Noroviruses are divided into seven gene groups (from GI to GVII), including 30 genotypes. GI, GII and GIV are generally associated with human infections. In particular, considering the virus transmission, the GII.4 genotype is more commonly associated with transmission via direct person-to-person contact, while GI.3, GI.6, GI.7, GII.3, GII.6, and GII.12 are commonly transmitted via contaminated food products [164].

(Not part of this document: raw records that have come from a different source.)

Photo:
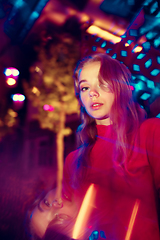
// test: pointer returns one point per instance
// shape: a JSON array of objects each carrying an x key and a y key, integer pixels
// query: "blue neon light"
[
  {"x": 103, "y": 44},
  {"x": 124, "y": 53},
  {"x": 148, "y": 63},
  {"x": 145, "y": 96},
  {"x": 155, "y": 72},
  {"x": 141, "y": 55},
  {"x": 136, "y": 67}
]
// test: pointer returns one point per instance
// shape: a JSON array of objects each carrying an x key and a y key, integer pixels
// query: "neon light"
[
  {"x": 137, "y": 49},
  {"x": 141, "y": 55},
  {"x": 150, "y": 84},
  {"x": 11, "y": 72},
  {"x": 98, "y": 39},
  {"x": 132, "y": 219},
  {"x": 148, "y": 63},
  {"x": 129, "y": 41},
  {"x": 124, "y": 53},
  {"x": 103, "y": 34},
  {"x": 103, "y": 44},
  {"x": 136, "y": 67},
  {"x": 155, "y": 72},
  {"x": 7, "y": 72},
  {"x": 158, "y": 116},
  {"x": 108, "y": 50},
  {"x": 114, "y": 55},
  {"x": 133, "y": 32},
  {"x": 158, "y": 59},
  {"x": 18, "y": 97},
  {"x": 84, "y": 212},
  {"x": 145, "y": 96},
  {"x": 49, "y": 108},
  {"x": 94, "y": 48},
  {"x": 11, "y": 81}
]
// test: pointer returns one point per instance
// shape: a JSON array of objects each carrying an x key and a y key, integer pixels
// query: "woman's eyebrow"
[
  {"x": 39, "y": 207},
  {"x": 81, "y": 81}
]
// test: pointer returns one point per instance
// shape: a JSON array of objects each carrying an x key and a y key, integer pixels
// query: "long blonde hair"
[{"x": 126, "y": 115}]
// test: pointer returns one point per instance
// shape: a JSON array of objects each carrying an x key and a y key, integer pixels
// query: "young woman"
[{"x": 119, "y": 153}]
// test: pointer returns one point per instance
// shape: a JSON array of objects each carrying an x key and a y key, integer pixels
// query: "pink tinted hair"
[{"x": 126, "y": 115}]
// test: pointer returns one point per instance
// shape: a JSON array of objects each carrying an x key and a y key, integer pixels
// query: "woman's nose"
[
  {"x": 93, "y": 93},
  {"x": 57, "y": 204}
]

A sandwich-format electrochemical aptasensor using two recognition elements, i.e., Apt and specific peptide (HT), for HuNoV detection was recently reported [167]. In detail, the peptide was immobilized onto a GCE modified by Au NPs, via the Au–S coordination bond between Au and the thiol group of cysteine residues present in the peptide backbone. The aptamer was immobilized onto a magnetic nanocomposite Au@COF@Fe3O4, according to different steps. Firstly, the magnetic nanocomposite Fe3O4@COF was synthesized following a previous procedure [168] involving Fe3O4 nanoclusters and 1,3,5-triformylphloroglucinol (Tp) and 2,6-diaminoanthraquinone (DA), as COF starting materials. Then, AuNPs were incorporated in Fe3O4@COF, producing Au@COF@Fe3O4. Next, a macrocyclic molecule, i.e., a cationic pillar such as water-soluble pillar[5]arene (WP5A), selected for improving MB as an electrochemical indicator, was immobilized on Au@COF@Fe3O4 producing WP5A@Au@COF@Fe3O4 nanocomposite. Finally, Apt was immobilized onto WP5A@Au@COF@Fe3O4 via thiol functionalized AuNPs, and MB was anchored on the nanocomposite via WP5, so finally, the following bioconjugated MB@Apt@WP5A@Au@COF@Fe3O4 as a signal probe, was created.

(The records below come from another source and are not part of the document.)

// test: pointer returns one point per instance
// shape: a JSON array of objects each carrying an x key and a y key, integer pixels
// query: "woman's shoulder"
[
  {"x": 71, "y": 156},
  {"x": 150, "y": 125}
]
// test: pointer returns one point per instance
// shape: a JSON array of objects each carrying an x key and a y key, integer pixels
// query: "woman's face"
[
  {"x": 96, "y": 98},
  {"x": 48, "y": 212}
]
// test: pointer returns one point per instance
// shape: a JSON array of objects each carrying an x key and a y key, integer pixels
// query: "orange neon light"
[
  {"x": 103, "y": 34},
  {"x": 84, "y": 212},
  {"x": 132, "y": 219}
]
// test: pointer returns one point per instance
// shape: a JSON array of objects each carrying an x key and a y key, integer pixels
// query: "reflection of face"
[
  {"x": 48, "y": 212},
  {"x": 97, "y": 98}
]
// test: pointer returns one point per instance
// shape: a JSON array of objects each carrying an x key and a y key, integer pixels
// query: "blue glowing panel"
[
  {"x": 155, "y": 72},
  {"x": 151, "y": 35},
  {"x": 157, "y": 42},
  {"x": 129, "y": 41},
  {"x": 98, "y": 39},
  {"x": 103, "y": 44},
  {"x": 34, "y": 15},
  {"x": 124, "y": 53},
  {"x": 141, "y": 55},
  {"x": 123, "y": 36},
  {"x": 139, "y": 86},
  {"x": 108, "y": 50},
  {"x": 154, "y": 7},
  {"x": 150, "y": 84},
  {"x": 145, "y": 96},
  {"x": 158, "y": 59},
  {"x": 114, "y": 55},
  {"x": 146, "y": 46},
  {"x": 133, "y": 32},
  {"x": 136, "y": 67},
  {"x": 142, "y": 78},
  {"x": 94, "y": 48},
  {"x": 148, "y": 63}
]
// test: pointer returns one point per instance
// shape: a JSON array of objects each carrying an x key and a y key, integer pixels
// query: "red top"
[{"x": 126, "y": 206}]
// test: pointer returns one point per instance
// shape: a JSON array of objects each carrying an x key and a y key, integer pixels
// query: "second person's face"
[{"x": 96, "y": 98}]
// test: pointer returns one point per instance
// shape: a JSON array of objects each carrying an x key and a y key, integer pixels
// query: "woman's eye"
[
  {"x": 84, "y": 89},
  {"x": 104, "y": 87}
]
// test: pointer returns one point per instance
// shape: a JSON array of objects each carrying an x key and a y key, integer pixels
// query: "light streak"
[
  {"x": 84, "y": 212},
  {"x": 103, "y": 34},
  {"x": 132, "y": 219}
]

Since the aptamer and specific peptide bind different domains of HuNoV capsid protein, in the presence of HuNoV, the sandwiching involved the signal probe and the peptide-modified GCE, and the redox probe MB was linked on the electrode.
After the optimization of the experimental condition, the HuNoV GII4 genotype was detected by means of DPV and a linear concentration range of 2.5–2.5 × 105 copies∙mL−1 with a LOD of 0.8 copies∙mL−1 was achieved. Rotavirus (RV), Coxsackie virus (Cox), sucrose, glucose, BSA, and trypsin were tested as possible typical interferent molecules. They showed negligible changes in the DPV response of HuNoV.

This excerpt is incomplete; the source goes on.